Talos
At this point, I was quite a ways into this project; about 15-18 months of off-and-on work. It was very complex, with a long list of Ansible playbooks and roles, a custom CLI, several additional repositories for GitOps, a half-implemented AI agent and a half-implemented MCP server, multiple filesystems, complex mesh networking...
The complexity was (and still is) a large part of the point; I wanted a bustling, lively cluster full of ephemeral, dispensable services, with an architecture in the fashion of one designed by multiple teams organized chaotically. A lot of chatter, a lot of noise. Much ado about nothing. That's all fine, and that was working more-or-less as intended.
But this month (September 2025) I found myself dissatisfied and yearning for the Holy Grail of infrastructure, which (currently at least) can be summarized as everything being declarative.
Back when I first tried Kubernetes, in... IDK, 2016 or 2017... I quickly became frustrated with running Kubernetes on Debian and made the leap to CoreOS, which is confusingly different from what I now understand to be CoreOS and is closer to what I believe is called Flatcar Linux. Apologies if I'm getting any of that wrong; the reasons why will likely beome clear.
I had four old Dell Optiplex PCs, which I threw 32GB RAM apiece on, installed VMWare (this was before I knew about Proxmox), and created four VMs on each PC so that I had a 2D matrix of 16 VMs. I set up another VM to host Matchbox and then wrote Ignition configurations (again, I might be wrong about the naming here) so that each VM, with its distinct MAC address, would PXE-boot CoreOS and form a Kubernetes cluster, then install some other manifests and host some services. I learned a lot, aged quickly, etc. I upgraded Kubernetes, I followed Ignition through its godawful rebranding as "CoreOS Matchbox Configurator" or something equally appalling, etc.
But this was a homelab, and as has generally been the pattern with my homelabs, I installed services like Plex and such that "mattered" and that needed to be "stable". So however much the VMs started out as "cattle," the cluster itself became a sort of "pet". And the complexity of the infrastructure and my lack of effective ops knowledge (compounded exponentially by my ginger treatment of the cluster) of course led to something that I didn't touch and ended up replacing with a normal "pet" server that was easier to reason about. The cluster languished and at some point I broke it down and sold the parts.
But that cluster of VMs remained a fond memory, especially because I could absolutely bork a node beyond all recognition and then... just...reboot. The specification of the cluster either worked or it didn't, and the cluster would either conform to its specification or it wouldn't; no confusion or misconfiguration arising from past states, no filesystem clutter, no need to consult my notes when an SD card shat blood or a new node was added.
So I definitely took note of Talos Linux when I first started hearing buzz about it a couple years back.

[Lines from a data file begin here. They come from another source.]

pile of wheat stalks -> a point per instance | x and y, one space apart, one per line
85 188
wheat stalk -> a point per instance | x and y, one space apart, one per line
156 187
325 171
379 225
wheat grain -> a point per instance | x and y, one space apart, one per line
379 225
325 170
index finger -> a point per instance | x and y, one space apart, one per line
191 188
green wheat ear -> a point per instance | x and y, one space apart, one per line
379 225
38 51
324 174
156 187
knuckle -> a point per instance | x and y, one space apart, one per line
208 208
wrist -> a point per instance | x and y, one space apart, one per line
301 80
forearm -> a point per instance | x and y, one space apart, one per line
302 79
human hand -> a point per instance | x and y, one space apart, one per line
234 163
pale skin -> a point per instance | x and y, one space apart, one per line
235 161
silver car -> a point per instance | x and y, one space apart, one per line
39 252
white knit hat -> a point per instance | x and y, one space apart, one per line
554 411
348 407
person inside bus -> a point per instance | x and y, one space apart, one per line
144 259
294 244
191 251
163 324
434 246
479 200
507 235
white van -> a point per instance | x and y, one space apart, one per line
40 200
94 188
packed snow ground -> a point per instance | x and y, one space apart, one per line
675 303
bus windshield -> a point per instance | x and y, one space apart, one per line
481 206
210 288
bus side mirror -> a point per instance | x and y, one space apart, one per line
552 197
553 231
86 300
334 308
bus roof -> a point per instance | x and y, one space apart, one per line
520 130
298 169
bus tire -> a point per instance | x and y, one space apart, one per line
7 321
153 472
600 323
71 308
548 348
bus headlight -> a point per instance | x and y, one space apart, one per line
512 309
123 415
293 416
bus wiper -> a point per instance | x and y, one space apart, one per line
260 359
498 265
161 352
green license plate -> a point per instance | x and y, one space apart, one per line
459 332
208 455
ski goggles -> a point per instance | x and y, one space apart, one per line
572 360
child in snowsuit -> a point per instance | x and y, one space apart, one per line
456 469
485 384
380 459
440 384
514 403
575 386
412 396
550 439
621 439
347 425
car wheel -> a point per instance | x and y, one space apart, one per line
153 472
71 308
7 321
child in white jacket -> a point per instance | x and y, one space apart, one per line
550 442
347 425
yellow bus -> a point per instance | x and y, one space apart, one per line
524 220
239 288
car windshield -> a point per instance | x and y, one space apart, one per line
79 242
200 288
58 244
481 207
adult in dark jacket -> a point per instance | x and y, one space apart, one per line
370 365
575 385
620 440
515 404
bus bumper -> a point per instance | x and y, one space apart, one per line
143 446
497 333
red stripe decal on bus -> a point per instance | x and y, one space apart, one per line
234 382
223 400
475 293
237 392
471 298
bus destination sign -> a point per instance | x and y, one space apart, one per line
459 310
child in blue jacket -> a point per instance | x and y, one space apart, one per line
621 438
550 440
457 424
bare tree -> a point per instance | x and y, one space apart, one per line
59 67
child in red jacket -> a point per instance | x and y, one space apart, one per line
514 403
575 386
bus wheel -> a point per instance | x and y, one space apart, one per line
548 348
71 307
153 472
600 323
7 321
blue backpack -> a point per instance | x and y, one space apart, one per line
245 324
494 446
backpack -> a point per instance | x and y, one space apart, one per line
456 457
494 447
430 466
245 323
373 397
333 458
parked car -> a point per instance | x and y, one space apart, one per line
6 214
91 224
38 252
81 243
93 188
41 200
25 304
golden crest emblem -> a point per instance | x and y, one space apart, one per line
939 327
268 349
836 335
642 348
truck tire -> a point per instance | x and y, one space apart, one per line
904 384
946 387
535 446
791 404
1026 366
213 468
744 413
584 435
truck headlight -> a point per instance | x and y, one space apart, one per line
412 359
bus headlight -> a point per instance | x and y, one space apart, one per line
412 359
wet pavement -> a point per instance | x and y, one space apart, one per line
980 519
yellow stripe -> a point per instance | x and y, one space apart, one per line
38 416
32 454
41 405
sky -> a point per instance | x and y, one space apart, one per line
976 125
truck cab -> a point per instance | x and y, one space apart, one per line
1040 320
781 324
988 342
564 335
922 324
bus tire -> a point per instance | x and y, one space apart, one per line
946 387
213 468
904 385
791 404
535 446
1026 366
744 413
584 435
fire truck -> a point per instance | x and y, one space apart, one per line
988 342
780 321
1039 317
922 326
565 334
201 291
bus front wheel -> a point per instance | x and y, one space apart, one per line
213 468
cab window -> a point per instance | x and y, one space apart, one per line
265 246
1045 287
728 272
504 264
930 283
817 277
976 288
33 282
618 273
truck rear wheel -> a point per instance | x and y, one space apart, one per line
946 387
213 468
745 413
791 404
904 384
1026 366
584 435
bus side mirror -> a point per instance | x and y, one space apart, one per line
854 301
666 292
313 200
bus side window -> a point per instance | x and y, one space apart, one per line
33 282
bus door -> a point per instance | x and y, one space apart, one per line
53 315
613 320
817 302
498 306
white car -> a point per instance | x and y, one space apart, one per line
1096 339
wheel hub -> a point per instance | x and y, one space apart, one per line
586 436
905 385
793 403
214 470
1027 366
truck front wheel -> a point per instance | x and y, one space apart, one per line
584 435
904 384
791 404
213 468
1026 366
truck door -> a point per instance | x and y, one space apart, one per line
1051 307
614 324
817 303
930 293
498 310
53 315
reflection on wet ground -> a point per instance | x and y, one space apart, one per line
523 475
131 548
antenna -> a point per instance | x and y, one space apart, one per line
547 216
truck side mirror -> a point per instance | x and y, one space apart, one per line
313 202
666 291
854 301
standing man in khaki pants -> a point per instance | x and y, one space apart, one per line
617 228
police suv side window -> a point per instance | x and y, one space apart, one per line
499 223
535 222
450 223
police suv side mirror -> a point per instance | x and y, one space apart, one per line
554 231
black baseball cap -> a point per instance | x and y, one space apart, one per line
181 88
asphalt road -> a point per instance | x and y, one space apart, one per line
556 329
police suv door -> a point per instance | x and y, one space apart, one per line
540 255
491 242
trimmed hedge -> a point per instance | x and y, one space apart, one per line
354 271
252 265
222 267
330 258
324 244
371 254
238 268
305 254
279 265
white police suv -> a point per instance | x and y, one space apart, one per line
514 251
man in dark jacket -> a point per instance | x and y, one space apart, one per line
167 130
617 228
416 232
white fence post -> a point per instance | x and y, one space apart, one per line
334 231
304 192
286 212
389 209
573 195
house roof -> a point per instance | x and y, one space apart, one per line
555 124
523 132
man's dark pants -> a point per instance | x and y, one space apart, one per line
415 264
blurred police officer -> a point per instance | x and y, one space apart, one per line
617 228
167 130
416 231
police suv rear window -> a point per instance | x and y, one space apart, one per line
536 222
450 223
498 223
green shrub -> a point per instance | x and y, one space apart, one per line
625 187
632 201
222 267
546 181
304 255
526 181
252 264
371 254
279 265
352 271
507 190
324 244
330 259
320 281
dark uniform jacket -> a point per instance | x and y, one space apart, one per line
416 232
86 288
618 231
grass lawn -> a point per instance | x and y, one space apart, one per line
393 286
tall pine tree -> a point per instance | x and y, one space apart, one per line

But the time wasn't yet ripe. I wanted to play with some other systems - Slurm, Nomad, Docker Swarm, etc.
Now I've done that, and I think I'm fairly satisfied with my flirtations. I was very interested in Slurm and HPC, and proud of the cluster I'd built out, but I wasn't able to get any traction applying for the few relevant jobs I found in the area. Nomad's cool, but it seemed like any place that ran Nomad was equally fine with someone who had Kubernetes experience. I don't know if I ever saw anyone explicitly mention Docker Swarm.
So the few concerns I had about shifting to Talos and "fulltime" Kubernetes evaporated, and the hybrid approach of running bare-metal services and Kubernetes services and Nomad services was starting to be a PITA.
This chapter of the CLOG is therefore kind of a tombstone on the old structure and marks the cluster's transition to a new infrastructure based on Talos. Currently, I'm not netbooting (that'll come later), and not all of the nodes are running Talos (it's not supported on Pi 5s, and I haven't gotten around to installing it on Velaryon), but I have gotten it installed on the 12 RPi Bs, and I'm figuring out how to manage the Talos configuration in a GitOps-y way with Talhelper. My findings there are not terribly interesting, and given that I'm a rank newbie I'm concerned about spreading misinformation and antipatterns.
But I'll pick up in the next chapter with... something of interest. I hope.